Tom has worked on a number of large-scale projects and is no stranger to collaboration. Black Maria, by acclaimed children’s author Diana Wynne Jones, was created with choreographer Susie Crow and screenwriter Zara Waldeback as an evening length, multi-media work. Tom composed the one-woman show Catching the Sun with the playwright Stephanie McKnight (2007) and collaborated with the writer Sarah Diamond to create The Cathedral on the Marshes commissioned by the Crossness Engines Trust and funded by the PRSF, the RVW Trust, the Britten-Pears Foundation and Arts Council England. This work, for choir and concert band, celebrated the restoration of Joseph Bazalgette’s magnificent and ground-breaking sewage pumping station on the south bank of the Thames where it received its premiere by entirely local performers in 2012. That year also saw the release of Opened Spaces on CD (Songs Now, Meridian Records) and a staging of the operatic scene Do the Right Thing (lyrics by Bridget Minamore) as part of the ROH’s Exposure series.

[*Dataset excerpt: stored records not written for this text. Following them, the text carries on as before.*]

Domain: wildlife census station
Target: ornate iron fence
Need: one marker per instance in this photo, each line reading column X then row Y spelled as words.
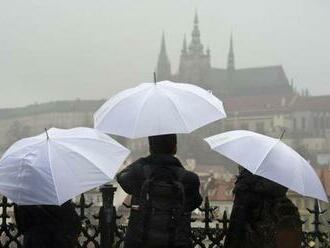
column 102, row 230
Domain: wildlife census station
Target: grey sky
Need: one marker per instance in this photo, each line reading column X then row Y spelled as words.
column 65, row 49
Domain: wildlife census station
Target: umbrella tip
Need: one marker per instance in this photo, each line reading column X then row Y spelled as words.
column 47, row 133
column 155, row 78
column 282, row 134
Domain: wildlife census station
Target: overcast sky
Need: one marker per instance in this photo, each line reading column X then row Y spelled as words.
column 68, row 49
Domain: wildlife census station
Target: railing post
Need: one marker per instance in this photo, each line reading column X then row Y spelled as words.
column 107, row 217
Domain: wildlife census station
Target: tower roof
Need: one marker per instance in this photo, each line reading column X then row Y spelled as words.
column 231, row 57
column 163, row 64
column 195, row 46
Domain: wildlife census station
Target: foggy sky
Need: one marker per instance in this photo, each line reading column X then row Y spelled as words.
column 68, row 49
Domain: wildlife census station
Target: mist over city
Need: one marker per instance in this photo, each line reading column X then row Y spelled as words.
column 185, row 123
column 66, row 50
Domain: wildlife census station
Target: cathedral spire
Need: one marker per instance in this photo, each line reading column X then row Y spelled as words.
column 163, row 64
column 184, row 46
column 195, row 46
column 231, row 57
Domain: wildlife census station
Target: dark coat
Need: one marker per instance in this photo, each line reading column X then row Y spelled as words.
column 47, row 226
column 132, row 178
column 261, row 212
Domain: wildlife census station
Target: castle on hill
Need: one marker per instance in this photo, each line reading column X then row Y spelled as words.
column 195, row 67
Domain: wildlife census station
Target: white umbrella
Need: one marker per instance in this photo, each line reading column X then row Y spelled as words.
column 56, row 166
column 158, row 108
column 271, row 159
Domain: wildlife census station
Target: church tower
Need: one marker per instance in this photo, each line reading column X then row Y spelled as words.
column 194, row 62
column 231, row 57
column 163, row 64
column 231, row 67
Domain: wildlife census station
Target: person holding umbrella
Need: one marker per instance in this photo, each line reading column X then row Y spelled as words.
column 163, row 192
column 262, row 215
column 163, row 196
column 41, row 174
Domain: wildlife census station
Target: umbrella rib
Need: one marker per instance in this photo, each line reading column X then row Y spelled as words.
column 51, row 169
column 198, row 95
column 24, row 147
column 267, row 154
column 80, row 155
column 176, row 108
column 104, row 109
column 141, row 108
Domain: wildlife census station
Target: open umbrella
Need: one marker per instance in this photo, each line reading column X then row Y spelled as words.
column 158, row 108
column 58, row 165
column 271, row 159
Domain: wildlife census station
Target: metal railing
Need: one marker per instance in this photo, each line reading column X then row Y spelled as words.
column 102, row 230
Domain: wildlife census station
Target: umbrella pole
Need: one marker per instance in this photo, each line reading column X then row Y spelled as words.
column 155, row 78
column 47, row 134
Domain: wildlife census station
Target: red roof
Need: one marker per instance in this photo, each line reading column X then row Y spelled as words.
column 313, row 103
column 276, row 104
column 222, row 191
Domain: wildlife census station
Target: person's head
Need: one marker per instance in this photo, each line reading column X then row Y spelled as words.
column 163, row 144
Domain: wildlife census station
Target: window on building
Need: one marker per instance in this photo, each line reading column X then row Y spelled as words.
column 303, row 123
column 316, row 122
column 228, row 126
column 244, row 126
column 322, row 124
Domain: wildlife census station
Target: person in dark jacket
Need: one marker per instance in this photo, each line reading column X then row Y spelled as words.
column 162, row 150
column 262, row 215
column 48, row 226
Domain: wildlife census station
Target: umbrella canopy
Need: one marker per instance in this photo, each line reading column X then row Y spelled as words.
column 271, row 159
column 158, row 108
column 56, row 166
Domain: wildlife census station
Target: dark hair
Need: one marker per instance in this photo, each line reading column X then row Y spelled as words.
column 163, row 144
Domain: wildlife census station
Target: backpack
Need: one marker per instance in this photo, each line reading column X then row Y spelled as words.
column 162, row 201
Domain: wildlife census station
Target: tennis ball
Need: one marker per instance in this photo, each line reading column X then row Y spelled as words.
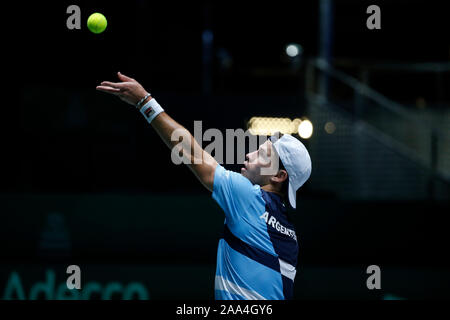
column 97, row 23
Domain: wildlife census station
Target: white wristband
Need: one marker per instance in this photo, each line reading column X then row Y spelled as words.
column 151, row 109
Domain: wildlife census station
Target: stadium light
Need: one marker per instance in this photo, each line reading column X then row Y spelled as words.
column 293, row 50
column 305, row 129
column 269, row 125
column 330, row 127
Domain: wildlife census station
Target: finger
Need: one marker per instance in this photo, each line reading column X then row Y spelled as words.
column 108, row 89
column 113, row 84
column 124, row 77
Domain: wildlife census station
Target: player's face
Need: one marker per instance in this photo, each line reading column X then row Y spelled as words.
column 255, row 161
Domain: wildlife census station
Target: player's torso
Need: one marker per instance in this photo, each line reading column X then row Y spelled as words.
column 257, row 255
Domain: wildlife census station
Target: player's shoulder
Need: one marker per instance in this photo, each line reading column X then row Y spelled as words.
column 236, row 180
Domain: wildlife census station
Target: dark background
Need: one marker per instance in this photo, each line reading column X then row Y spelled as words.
column 83, row 169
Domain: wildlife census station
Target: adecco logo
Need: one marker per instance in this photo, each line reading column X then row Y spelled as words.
column 91, row 290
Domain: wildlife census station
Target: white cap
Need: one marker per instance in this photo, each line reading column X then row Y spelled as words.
column 297, row 162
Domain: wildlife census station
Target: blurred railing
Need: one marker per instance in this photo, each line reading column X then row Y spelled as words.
column 390, row 123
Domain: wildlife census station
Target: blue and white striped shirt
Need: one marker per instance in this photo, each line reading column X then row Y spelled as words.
column 257, row 254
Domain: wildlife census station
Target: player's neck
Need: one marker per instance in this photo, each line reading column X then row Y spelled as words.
column 272, row 188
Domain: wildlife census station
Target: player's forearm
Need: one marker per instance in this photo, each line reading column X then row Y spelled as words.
column 175, row 136
column 181, row 142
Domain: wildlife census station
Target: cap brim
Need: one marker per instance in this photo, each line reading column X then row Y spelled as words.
column 292, row 195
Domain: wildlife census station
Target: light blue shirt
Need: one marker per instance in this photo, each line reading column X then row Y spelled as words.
column 257, row 254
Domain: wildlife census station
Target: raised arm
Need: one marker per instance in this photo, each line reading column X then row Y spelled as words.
column 201, row 163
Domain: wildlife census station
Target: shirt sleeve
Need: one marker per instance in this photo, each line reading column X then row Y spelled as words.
column 235, row 194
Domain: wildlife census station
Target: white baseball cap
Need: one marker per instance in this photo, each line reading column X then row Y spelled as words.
column 296, row 160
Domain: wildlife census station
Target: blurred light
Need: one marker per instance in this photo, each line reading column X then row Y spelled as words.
column 268, row 125
column 305, row 129
column 330, row 127
column 293, row 50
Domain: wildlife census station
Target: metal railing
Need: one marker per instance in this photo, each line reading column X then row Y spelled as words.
column 319, row 79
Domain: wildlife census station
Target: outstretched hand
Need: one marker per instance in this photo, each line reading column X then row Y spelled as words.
column 129, row 90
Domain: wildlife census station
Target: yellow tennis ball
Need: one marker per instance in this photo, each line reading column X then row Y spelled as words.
column 97, row 23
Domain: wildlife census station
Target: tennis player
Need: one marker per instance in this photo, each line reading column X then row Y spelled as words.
column 257, row 254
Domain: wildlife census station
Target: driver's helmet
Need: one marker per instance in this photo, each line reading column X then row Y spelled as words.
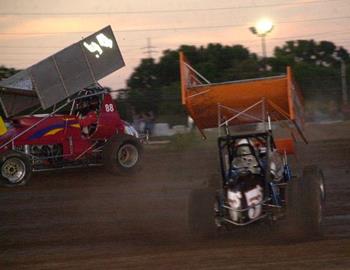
column 83, row 106
column 242, row 148
column 245, row 160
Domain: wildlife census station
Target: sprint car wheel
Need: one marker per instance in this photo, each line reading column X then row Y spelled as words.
column 16, row 169
column 201, row 212
column 122, row 155
column 306, row 199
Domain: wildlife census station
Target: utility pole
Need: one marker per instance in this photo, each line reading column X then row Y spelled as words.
column 149, row 49
column 344, row 87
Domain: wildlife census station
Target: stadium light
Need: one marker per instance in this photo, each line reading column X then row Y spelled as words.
column 261, row 29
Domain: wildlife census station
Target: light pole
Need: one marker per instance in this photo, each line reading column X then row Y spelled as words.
column 261, row 29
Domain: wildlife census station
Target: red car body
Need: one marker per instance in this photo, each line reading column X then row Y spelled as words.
column 64, row 129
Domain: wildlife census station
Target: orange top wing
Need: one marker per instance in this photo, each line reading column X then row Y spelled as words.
column 203, row 99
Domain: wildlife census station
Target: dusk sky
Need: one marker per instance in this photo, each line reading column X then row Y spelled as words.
column 33, row 30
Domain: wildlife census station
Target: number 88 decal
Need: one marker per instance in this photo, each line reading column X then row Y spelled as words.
column 109, row 107
column 254, row 199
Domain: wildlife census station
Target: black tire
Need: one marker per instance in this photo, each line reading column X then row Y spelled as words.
column 305, row 203
column 122, row 155
column 201, row 213
column 15, row 169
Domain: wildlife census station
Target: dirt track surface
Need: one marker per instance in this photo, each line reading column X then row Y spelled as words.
column 87, row 219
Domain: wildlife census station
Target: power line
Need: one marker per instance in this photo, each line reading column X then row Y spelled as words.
column 149, row 48
column 177, row 28
column 162, row 11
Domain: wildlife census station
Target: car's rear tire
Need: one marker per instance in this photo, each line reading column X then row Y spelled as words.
column 122, row 155
column 15, row 169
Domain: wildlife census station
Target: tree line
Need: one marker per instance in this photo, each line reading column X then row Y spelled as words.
column 154, row 85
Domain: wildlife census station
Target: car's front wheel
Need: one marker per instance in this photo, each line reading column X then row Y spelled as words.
column 15, row 170
column 122, row 155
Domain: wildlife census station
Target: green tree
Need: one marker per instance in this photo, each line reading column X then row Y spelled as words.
column 6, row 72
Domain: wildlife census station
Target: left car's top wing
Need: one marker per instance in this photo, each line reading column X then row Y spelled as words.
column 64, row 73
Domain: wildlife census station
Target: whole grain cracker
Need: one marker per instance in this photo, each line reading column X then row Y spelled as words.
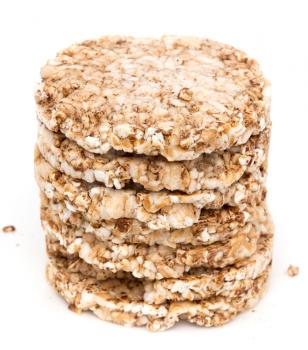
column 217, row 170
column 175, row 96
column 159, row 209
column 121, row 301
column 213, row 226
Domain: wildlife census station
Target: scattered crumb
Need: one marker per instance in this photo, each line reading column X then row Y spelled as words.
column 74, row 308
column 8, row 229
column 293, row 271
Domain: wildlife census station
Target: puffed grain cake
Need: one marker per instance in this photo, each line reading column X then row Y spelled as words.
column 212, row 226
column 217, row 170
column 122, row 302
column 175, row 96
column 158, row 209
column 197, row 284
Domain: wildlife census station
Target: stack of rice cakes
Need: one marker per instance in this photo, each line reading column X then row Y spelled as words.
column 151, row 160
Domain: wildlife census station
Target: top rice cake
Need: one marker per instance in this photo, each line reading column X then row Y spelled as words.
column 177, row 97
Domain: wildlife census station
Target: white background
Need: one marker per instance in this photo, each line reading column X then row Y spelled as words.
column 274, row 32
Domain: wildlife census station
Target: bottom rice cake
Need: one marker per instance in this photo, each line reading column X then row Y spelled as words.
column 198, row 284
column 122, row 301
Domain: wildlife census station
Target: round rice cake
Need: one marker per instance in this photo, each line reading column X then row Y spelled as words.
column 197, row 284
column 159, row 209
column 217, row 170
column 177, row 97
column 154, row 262
column 213, row 226
column 122, row 302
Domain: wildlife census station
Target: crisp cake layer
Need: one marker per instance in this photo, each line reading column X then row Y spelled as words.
column 122, row 301
column 212, row 226
column 159, row 209
column 197, row 284
column 175, row 96
column 217, row 170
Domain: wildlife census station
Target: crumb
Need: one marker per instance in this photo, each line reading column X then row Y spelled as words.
column 74, row 308
column 293, row 271
column 8, row 229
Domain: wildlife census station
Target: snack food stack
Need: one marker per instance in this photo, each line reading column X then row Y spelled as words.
column 151, row 160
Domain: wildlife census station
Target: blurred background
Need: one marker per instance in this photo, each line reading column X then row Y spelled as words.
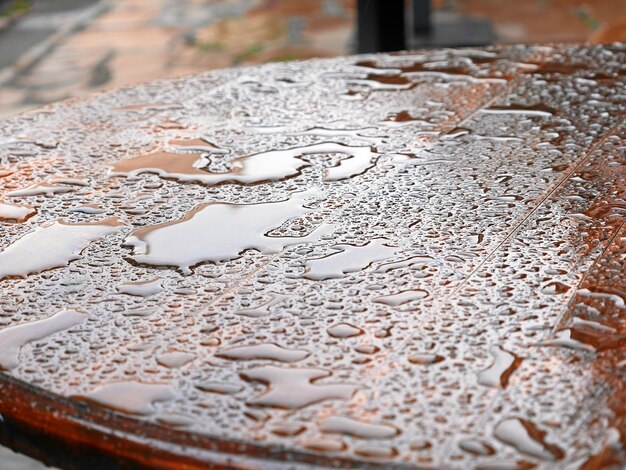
column 55, row 49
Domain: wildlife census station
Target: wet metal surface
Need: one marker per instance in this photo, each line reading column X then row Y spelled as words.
column 411, row 260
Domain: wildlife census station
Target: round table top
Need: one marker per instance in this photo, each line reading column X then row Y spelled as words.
column 411, row 260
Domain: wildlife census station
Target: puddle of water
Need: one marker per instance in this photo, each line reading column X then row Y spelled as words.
column 196, row 145
column 527, row 438
column 52, row 246
column 12, row 339
column 197, row 238
column 401, row 298
column 411, row 262
column 348, row 259
column 476, row 446
column 425, row 359
column 292, row 388
column 274, row 165
column 269, row 351
column 222, row 388
column 130, row 396
column 91, row 209
column 175, row 359
column 376, row 451
column 532, row 111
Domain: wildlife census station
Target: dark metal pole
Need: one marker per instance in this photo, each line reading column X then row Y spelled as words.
column 421, row 16
column 381, row 25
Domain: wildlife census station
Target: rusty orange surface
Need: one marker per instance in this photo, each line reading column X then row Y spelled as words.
column 412, row 260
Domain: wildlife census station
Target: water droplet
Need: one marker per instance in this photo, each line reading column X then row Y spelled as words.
column 272, row 165
column 268, row 351
column 91, row 209
column 425, row 359
column 295, row 388
column 355, row 428
column 554, row 288
column 141, row 288
column 12, row 339
column 499, row 373
column 527, row 438
column 348, row 259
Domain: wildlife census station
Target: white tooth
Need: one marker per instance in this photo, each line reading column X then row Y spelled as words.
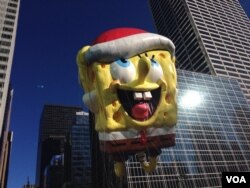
column 137, row 96
column 147, row 95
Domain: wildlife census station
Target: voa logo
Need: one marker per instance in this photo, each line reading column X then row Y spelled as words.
column 236, row 179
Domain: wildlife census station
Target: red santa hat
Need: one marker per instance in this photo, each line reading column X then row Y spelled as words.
column 125, row 43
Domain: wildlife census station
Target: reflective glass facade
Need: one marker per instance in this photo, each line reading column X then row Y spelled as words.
column 81, row 158
column 210, row 36
column 55, row 126
column 212, row 136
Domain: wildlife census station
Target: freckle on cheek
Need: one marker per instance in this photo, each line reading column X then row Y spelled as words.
column 162, row 55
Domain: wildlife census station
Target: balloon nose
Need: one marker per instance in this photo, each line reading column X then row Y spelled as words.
column 143, row 68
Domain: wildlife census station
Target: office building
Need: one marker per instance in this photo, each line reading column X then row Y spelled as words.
column 212, row 136
column 54, row 131
column 81, row 156
column 210, row 36
column 6, row 142
column 29, row 185
column 9, row 10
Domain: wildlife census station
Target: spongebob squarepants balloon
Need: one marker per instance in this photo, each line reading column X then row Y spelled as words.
column 129, row 80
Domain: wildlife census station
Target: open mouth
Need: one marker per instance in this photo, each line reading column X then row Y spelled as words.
column 140, row 105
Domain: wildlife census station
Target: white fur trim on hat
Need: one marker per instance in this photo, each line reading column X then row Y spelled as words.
column 127, row 47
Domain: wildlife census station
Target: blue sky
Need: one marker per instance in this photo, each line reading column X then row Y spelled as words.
column 44, row 70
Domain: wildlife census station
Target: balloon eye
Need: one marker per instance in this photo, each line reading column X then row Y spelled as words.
column 122, row 70
column 155, row 72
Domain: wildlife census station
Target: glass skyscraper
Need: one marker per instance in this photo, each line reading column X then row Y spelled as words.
column 212, row 136
column 9, row 10
column 55, row 127
column 210, row 36
column 81, row 154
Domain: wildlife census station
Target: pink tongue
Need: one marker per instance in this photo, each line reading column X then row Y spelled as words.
column 140, row 111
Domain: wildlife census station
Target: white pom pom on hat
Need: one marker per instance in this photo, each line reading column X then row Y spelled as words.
column 125, row 43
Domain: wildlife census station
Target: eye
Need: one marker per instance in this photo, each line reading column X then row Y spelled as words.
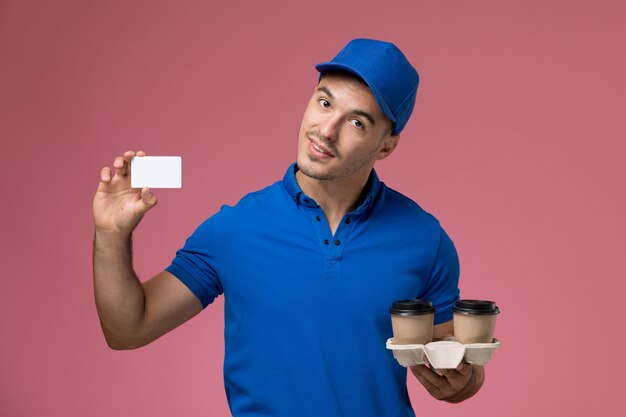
column 324, row 103
column 357, row 123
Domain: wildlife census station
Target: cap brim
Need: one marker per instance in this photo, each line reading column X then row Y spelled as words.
column 333, row 66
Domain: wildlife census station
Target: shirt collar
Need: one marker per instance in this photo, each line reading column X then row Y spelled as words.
column 371, row 190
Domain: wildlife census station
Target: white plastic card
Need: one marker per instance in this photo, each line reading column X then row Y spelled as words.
column 156, row 172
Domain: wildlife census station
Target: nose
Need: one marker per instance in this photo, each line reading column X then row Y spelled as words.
column 329, row 127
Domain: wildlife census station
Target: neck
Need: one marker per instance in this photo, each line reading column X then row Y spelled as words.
column 335, row 197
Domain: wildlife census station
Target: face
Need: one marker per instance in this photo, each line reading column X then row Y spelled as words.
column 343, row 131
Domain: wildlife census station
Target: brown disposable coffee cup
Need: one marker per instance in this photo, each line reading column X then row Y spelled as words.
column 412, row 322
column 474, row 321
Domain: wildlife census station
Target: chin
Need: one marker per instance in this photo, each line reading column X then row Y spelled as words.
column 310, row 169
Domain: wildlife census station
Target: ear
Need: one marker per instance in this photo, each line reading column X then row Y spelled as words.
column 389, row 144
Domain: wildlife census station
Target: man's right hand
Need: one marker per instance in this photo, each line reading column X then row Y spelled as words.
column 118, row 208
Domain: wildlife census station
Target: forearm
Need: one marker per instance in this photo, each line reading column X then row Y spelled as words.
column 118, row 292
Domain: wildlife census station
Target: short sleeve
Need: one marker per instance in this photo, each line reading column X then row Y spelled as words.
column 443, row 283
column 195, row 262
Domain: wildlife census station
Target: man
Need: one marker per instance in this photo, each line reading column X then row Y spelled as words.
column 308, row 266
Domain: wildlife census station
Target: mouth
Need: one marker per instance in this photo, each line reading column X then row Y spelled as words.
column 319, row 149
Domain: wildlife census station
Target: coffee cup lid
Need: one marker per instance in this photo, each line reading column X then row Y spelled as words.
column 476, row 307
column 416, row 307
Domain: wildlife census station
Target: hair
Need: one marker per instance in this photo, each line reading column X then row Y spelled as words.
column 344, row 73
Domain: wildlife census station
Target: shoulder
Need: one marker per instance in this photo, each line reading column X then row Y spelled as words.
column 395, row 205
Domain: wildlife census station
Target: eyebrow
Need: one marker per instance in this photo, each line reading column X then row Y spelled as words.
column 355, row 111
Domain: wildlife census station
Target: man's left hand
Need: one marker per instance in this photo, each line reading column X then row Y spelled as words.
column 451, row 385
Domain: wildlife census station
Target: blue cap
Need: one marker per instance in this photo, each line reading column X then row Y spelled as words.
column 384, row 68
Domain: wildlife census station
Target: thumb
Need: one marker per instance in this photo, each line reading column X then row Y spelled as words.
column 148, row 200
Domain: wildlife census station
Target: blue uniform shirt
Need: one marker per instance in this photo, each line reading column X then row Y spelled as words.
column 307, row 313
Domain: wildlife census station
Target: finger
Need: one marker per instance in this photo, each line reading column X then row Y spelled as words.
column 464, row 368
column 428, row 374
column 148, row 199
column 430, row 387
column 105, row 175
column 122, row 166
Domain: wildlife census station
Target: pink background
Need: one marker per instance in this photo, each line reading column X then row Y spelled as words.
column 517, row 145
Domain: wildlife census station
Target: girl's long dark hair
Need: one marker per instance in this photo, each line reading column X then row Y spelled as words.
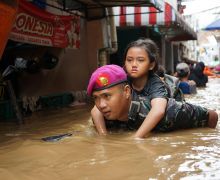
column 149, row 46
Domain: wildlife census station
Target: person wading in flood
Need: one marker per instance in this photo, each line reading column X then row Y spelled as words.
column 146, row 107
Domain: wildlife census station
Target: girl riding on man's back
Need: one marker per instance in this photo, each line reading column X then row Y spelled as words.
column 164, row 113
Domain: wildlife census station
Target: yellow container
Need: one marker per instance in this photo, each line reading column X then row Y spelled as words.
column 8, row 9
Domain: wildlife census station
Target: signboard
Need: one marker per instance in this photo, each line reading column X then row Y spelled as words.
column 36, row 26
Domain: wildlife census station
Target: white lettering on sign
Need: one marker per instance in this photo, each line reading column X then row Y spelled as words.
column 27, row 23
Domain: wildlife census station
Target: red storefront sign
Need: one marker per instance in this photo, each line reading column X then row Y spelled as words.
column 36, row 26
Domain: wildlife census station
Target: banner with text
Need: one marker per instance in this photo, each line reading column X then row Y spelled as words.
column 36, row 26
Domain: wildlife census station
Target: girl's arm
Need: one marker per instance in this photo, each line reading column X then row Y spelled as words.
column 98, row 121
column 156, row 113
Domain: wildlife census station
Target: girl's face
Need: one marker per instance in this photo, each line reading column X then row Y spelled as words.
column 137, row 62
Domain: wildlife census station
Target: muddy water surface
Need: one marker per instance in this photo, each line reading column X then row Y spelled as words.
column 186, row 154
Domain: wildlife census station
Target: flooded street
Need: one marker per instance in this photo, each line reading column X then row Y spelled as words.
column 186, row 154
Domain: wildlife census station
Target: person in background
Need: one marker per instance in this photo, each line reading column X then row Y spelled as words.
column 198, row 76
column 141, row 62
column 171, row 83
column 121, row 107
column 187, row 86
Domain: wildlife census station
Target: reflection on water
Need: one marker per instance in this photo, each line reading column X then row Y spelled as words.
column 186, row 154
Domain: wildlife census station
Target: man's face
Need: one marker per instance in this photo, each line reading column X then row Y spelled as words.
column 113, row 102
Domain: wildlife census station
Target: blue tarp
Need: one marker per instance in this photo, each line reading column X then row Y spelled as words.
column 214, row 25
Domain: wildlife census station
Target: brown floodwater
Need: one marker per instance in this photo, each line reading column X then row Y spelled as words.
column 185, row 154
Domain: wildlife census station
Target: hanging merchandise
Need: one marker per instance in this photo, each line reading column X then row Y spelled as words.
column 7, row 16
column 36, row 26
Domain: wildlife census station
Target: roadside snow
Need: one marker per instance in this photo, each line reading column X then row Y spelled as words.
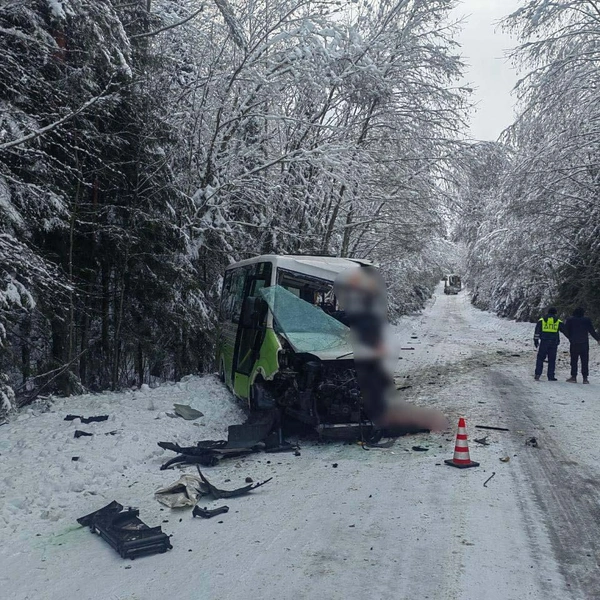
column 43, row 485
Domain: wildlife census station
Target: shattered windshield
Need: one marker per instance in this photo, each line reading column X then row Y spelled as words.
column 306, row 327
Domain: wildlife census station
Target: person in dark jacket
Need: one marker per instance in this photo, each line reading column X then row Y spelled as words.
column 546, row 339
column 579, row 328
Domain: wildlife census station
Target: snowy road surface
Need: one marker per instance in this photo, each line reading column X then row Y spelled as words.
column 391, row 523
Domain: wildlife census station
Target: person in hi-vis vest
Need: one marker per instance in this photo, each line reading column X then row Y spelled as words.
column 546, row 340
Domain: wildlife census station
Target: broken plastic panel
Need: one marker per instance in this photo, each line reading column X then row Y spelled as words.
column 125, row 532
column 306, row 327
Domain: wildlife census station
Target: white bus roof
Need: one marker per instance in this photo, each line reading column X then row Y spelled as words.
column 323, row 267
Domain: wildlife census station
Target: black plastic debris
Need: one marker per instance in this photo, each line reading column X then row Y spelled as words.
column 491, row 428
column 207, row 514
column 206, row 453
column 87, row 420
column 187, row 412
column 79, row 433
column 125, row 532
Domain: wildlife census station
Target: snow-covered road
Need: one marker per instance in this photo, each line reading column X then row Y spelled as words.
column 391, row 523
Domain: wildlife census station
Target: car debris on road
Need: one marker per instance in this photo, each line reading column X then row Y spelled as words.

Tom’s most recent work covers three areas of interest: establishing a more collaborative relationship between composer and performer, the creative possibilities of revision, and musical borrowing. Albumleaves (2013) for the Ligeti Quartet and trumpeter Simon Desbruslais and JPR (2015) for Trio Aporia (Stephen Preston – flute, Richard Boothby – viola da gamba and Jane Chapman – harpsichord) utilise indeterminacy and open form, handing the musicians more responsibility for the sound of the music in performance. JPR, Distant Beauties (commissioned by Images Ballet Company for their 2017 UK tour) and Tänze (for multiple keyboards) each borrow from pre-existing music (by Rameau, Tchaikovsky and Schubert respectively), subjecting it to processes of erasure to bring forth new material. Tom’s latest CD, Dance Maze (Resonus Classics 2018), is an investigation of the revision process in composition, with works recorded in different versions involving radically different approaches to the same materials. Shadow Variations (2019) for ukulele ensemble combines Tom’s interests in composer/performer collaboration and borrowing – it is a set of pieces that comment on and extend renowned ukulele exponent Samantha Muir’s The Dowie Dens of Yarrow – and reignites his commitment to music for amateurs and semi-professionals, an important strain of Tom’s work in pieces such as the Children’s opera The Buried Moon (1995-6) and Bounce (2004 – commissioned whilst resident on Making Music’s Breakout scheme). Two recent works, Berceuse 1917 (written for Kate Ledger and Anna Snow in 2020) and The Gramophone Played (written for the New York based cellist Madeleine Shapiro in 2020-21), draw on Robert Macfarlane’s book The Old Ways and its semi-fictional account of the last months of the poet Edward Thomas’ life; The Gramophone Played returns to the digital medium that Tom last explored in Black Maria.

Composer/performer collaboration, the revision process and borrowing are areas Tom has written about as part of his academic research. Composer/performer collaboration, the revision process and borrowing are areas Tom has written about as part of his academic research. Recent writings include ‘Collaboration and the Practitioner-Researcher: A Composer’s Perspective’ (Palgrave Macmillan 2020) and ‘One Into Three: Context Method and Motivation in Revising and Reworking Dance Maze for Solo Piano’ to be published in the Journal of the Royal Musical Association in 2022. He has also run a research network (funded by the AHRC) on Music Composition as Interdisciplinary Practice that held events throughout 2016 and commissioned new work from a variety of artists. Tom is a Senior Lecturer in Music at the University of Surrey where he teachers a wide range of composition-related topics at undergraduate, masters and doctoral levels.